Préservation
   Réduire la consommation et limiter les pertes

 

 

 

 

 
Irrigation au Soudan 

 

 

 
L'agriculture représente 70% des prélèvements mondiaux en eau 

 

La façon la plus directe d’économiser l’eau est d’en réduire la consommation. Agriculteurs, industriels et ménages, chacun devra désormais prêter attention à la façon dont il use de l’eau, en évitant de la consommer de manière excessive ou intempestive.

L'agriculture utilise à elle seule, via l'irrigation, 70 % des prélèvements mondiaux en eau. Mais une grande partie de toute cette eau d'irrigation, jusqu'à 40 à 60 % en Afrique, est perdue par fuites et évaporation (voir le chapitre Dégradations). Les marges de progrès sont donc potentiellement énormes dans ce domaine. Or, réaliser ne serait-ce qu'une économie de 13 % des prélèvements agricoles permettrait d'épargner l'équivalent de la consommation mondiale des ménages ! L’enjeu est donc d’importance.
Outre la réduction des fuites, l’usage de techniques d'irrigation modernes, comme l’aspersion par gicleurs, rampes ou jets, le goutte-à-goutte, ou encore l’irrigation à l’aide de canaux souterrains, devra donc se généraliser car ces techniques permettent de notablement diminuer la consommation d’eau (voir le chapitre Usages). Elles se sont déjà beaucoup répandues dans les zones arides. Israël, notamment, est passé maître dans leur utilisation, associée à d'autres méthodes comme l'ensemencement des nuages pour déclencher la pluie.
Quant à remettre en cause l'irrigation, cela signifierait revenir sur un modèle de développement agricole défendu depuis près de 50 ans et qui a permis une hausse importante des rendements. De plus, pour certains pays, cela reviendrait ni plus ni moins à renoncer à l'autosuffisance alimentaire. L'Égypte est l’un des seuls pays à avoir fait ce choix politique, compte tenu du coût des nombreux barrages qu'elle aurait dû construire dans le cas contraire.

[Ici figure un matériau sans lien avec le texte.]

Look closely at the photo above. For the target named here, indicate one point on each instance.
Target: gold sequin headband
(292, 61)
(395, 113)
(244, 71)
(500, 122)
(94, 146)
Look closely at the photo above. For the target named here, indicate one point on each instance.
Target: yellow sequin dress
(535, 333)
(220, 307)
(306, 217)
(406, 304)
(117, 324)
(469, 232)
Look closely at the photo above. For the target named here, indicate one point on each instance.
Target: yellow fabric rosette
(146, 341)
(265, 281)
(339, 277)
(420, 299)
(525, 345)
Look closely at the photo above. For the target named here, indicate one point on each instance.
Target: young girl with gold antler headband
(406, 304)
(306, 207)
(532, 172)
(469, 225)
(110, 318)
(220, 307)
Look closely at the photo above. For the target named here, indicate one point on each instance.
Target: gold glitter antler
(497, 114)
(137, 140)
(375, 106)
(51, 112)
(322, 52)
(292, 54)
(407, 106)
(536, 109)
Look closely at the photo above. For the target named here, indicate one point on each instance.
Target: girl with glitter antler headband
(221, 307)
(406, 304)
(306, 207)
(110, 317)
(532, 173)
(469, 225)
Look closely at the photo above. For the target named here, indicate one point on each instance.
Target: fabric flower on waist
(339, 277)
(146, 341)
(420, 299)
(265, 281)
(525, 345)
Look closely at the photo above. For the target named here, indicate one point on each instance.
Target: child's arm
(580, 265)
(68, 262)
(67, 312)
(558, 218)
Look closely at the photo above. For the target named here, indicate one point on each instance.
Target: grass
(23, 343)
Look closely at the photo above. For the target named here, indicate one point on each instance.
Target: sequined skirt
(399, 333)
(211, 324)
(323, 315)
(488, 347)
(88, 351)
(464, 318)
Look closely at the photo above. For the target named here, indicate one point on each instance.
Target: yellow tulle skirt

Les industriels (20 % des prélèvements globaux) devront eux aussi faire un effort en développant des technologies moins gourmandes, ou en utilisant une eau de qualité moindre pour les usages ne nécessitant pas de l’eau potable.

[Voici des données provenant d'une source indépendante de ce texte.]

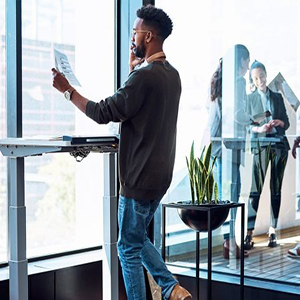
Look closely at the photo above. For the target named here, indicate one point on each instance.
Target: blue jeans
(135, 249)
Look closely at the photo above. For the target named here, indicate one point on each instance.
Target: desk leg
(110, 228)
(18, 274)
(163, 246)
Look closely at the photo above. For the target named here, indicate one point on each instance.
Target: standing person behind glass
(242, 119)
(260, 101)
(295, 252)
(215, 122)
(147, 108)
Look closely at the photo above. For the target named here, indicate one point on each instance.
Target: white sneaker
(295, 252)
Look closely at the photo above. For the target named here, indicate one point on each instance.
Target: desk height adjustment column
(110, 225)
(18, 283)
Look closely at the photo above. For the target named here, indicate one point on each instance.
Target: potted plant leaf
(204, 193)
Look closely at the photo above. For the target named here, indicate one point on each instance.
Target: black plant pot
(196, 216)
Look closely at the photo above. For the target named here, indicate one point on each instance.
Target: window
(63, 197)
(3, 176)
(270, 32)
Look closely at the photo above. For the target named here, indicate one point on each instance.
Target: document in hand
(62, 65)
(279, 84)
(261, 117)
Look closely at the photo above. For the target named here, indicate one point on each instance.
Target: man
(295, 252)
(147, 107)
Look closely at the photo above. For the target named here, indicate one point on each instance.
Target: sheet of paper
(279, 84)
(62, 65)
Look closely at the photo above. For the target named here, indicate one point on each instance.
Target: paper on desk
(279, 84)
(62, 65)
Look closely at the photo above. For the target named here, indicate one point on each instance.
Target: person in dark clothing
(260, 101)
(295, 252)
(147, 108)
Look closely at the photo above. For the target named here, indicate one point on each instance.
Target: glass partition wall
(204, 32)
(63, 197)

Les économies d'eau concernent également la consommation domestique (10 % des prélèvements globaux). On estime qu'aujourd'hui, en France, 15 à 25 % de l'eau potable consommée dans un immeuble est perdue pour cause de fuites, aux robinets, dans les toilettes, et dans les canalisations des parties communes, sans parler des pertes dans les réseaux d’adduction et de distribution. Dans certaines très grandes villes des pays en développement, comme Le Caire ou Mexico, les fuites dans les réseaux publics de distribution peuvent représenter jusqu'à 50 à 70 % de l'eau distribuée ! Pour faire des économies, l’entretien et la réfection des réseaux et des installations domestiques est donc indispensable.